I am having trouble verifying the following (this is self-study):
There is an isomorphism between the center of a ring $A$ and the ring of endomorphisms of the identity functor of the category of (right) $A$-modules.
The map $\Psi\ \colon Z(A) \to \mathrm{End}(1_{Mod\ A})$ sends $a \in Z(A)$ to multiplication by $a$ (let's write $\Psi(a) = \theta^{a}$). This poses no trouble.
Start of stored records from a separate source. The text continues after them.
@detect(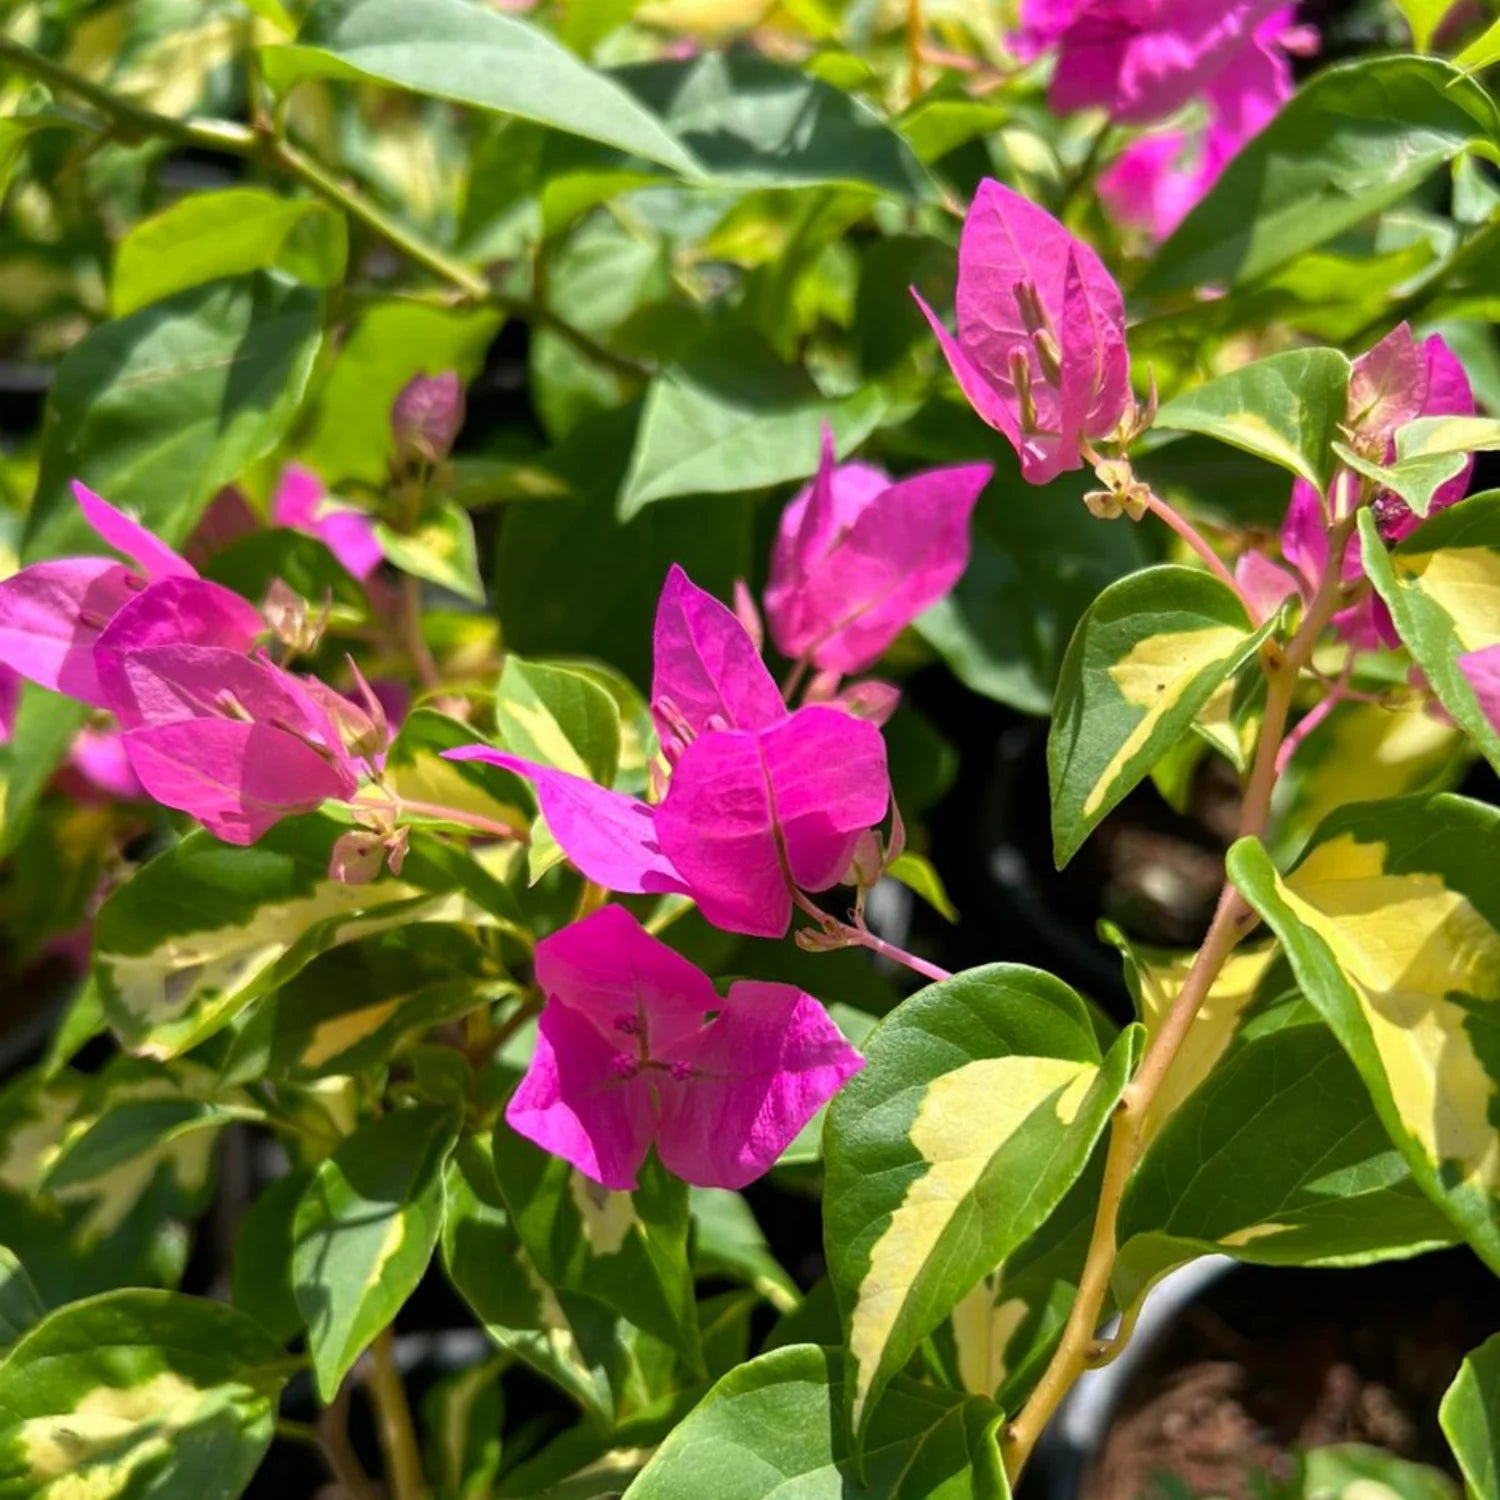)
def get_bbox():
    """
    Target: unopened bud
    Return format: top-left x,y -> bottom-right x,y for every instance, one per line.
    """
330,829 -> 385,884
1084,489 -> 1126,520
844,829 -> 885,891
264,578 -> 327,656
1032,328 -> 1063,386
795,925 -> 849,954
733,579 -> 763,653
1008,349 -> 1039,434
392,371 -> 465,465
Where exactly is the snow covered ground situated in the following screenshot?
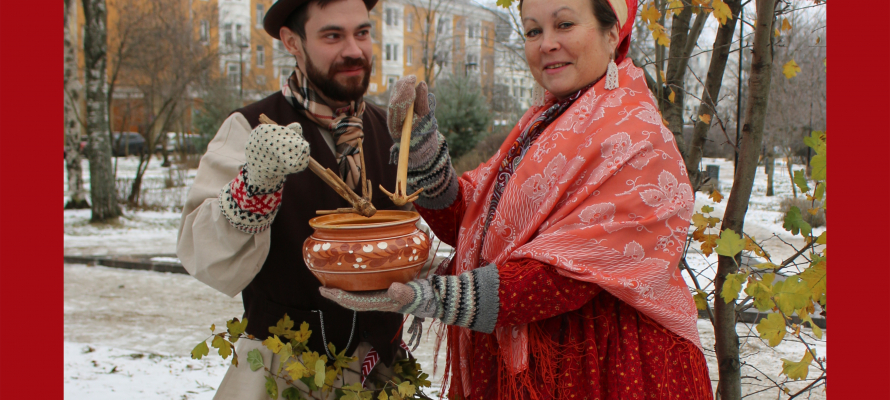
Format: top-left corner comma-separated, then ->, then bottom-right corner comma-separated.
64,156 -> 826,399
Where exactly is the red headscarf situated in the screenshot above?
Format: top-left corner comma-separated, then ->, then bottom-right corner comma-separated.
608,0 -> 638,64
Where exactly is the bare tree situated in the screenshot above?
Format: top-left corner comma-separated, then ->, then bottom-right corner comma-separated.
82,0 -> 122,221
109,0 -> 218,205
713,1 -> 775,398
65,0 -> 89,209
404,0 -> 458,86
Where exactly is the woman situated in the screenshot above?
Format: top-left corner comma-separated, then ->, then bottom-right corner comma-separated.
321,0 -> 713,397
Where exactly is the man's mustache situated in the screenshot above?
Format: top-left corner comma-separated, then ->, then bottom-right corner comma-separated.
330,57 -> 370,72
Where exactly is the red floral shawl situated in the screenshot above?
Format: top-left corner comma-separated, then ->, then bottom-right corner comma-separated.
451,59 -> 701,377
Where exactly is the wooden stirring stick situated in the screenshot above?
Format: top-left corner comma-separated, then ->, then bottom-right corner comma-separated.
258,114 -> 376,217
379,96 -> 424,206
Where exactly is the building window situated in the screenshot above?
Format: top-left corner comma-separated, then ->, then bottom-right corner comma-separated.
385,8 -> 399,27
386,75 -> 399,88
256,4 -> 264,27
224,23 -> 233,46
200,20 -> 209,43
384,44 -> 398,61
228,64 -> 240,87
405,13 -> 413,32
466,54 -> 478,72
406,46 -> 413,66
437,17 -> 449,35
468,22 -> 477,39
256,45 -> 265,67
235,24 -> 243,45
280,67 -> 291,88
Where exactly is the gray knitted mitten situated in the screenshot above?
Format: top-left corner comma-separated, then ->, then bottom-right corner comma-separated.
387,76 -> 458,210
319,264 -> 501,334
219,122 -> 310,234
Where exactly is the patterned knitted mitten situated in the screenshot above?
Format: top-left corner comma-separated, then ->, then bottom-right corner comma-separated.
321,264 -> 501,334
219,122 -> 309,234
387,75 -> 458,209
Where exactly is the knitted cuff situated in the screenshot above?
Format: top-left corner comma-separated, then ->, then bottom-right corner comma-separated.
391,131 -> 459,210
399,279 -> 441,319
218,165 -> 284,234
410,264 -> 499,334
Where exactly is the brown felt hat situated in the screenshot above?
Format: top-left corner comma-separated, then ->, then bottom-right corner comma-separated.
263,0 -> 379,40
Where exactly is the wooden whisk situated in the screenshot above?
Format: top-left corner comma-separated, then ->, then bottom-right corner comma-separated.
379,94 -> 424,206
258,114 -> 376,217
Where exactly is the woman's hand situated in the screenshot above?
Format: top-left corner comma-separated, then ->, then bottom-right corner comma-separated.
319,282 -> 416,313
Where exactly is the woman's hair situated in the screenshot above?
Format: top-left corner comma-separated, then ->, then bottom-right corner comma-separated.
519,0 -> 619,34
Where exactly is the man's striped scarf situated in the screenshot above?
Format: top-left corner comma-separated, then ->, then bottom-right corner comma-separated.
282,67 -> 366,189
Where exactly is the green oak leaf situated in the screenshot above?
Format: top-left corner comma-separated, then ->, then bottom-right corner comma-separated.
265,375 -> 279,399
792,170 -> 810,194
314,359 -> 326,388
810,153 -> 826,181
191,341 -> 209,360
226,317 -> 248,343
715,229 -> 746,257
781,350 -> 814,380
756,313 -> 787,347
282,387 -> 303,400
772,277 -> 811,316
247,349 -> 264,371
743,273 -> 775,312
783,206 -> 812,237
721,272 -> 748,303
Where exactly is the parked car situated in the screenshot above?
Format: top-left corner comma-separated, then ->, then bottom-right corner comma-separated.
112,132 -> 145,157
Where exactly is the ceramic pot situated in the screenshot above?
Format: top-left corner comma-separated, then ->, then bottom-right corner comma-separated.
303,210 -> 430,291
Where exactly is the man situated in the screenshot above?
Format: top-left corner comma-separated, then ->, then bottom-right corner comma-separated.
177,0 -> 407,397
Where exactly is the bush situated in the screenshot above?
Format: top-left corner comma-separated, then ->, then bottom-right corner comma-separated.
778,196 -> 825,228
434,75 -> 492,160
452,126 -> 512,175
It seems reasonable to define the inverse map $\Xi\ \colon \mathrm{End}(1_{Mod\ A}) \to Z(A)$ as sending $ \eta \in \mathrm{End}(1_{Mod\ A})$ to $\eta_A(1)$, since from this we readily get $\Xi \circ \Psi (a) = \Xi(\theta^a)=\theta^{a}_{A}(1)=1a=a$.
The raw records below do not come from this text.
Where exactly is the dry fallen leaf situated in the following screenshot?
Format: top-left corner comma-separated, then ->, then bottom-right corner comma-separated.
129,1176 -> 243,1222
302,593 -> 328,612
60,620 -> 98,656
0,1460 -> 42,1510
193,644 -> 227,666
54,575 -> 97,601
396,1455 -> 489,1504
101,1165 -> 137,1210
However I can't see why $\Psi \circ \Xi = 1_{\mathrm{End}(1_{Mod\ A})}$. Unfolding, we have to prove that $\Psi \circ \Xi (\eta) = \theta^{\eta_A(1)} = \eta$, that is, for any right $A$-module $L$, we need to have $\theta^{\eta_A(1)}_L = \eta_L$. I'm at a loss on this. I tried to find the right components on which to use naturality (that's how I succeeded to prove that $\eta_A(1)$ does lie in $Z(A)$, which wasn't obvious to me from the outset), but to no avail.
Some googling led me to this blog post by Q. Yuan (see the "sub-example") where the direction of the map $\Xi$ is deduced from the fact that $A$ is a generator of $\mathrm{Mod}\ A$. However I can't quite see explicitly why (in the perspective adopted there, I believe this is just rephrasing the issue I'm having) the lifting of a central element to an endomorphism of $1_{\mathrm{Mod}\ A}$ is inverse to the composition of the two isomorphisms with the natural injection $\mathrm{End}(1_{\mathrm{Mod}\ A}) \to Z(\mathrm{End}_A(A))$.